Re: [AMBER] Problem with removing Hydrogen in trajectory file using prtaj

From: Daniel Roe <daniel.r.roe.gmail.com>
Date: Wed, 27 Jul 2011 09:04:40 -0400

Hi,

You need to generate a topology file that matches the stripped system.
You could probably do this in leap, although I'm not sure if there is
an easy way to tell leap to get rid of hydrogens.
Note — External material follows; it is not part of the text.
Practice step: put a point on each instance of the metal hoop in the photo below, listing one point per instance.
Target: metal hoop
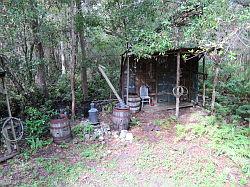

You could also generate a topology that matches your stripped system
with cpptraj:

cpptraj 1csad.top << EOF
trajin mdcrd
strip .?H* outprefix strip
EOF

This will generate an Amber topology file of the stripped system named
 "strip.1csad.top" that can be used to visualize the stripped
trajectory and perform further analysis. Note however that the
topology is not complete and cannot be used for further MD.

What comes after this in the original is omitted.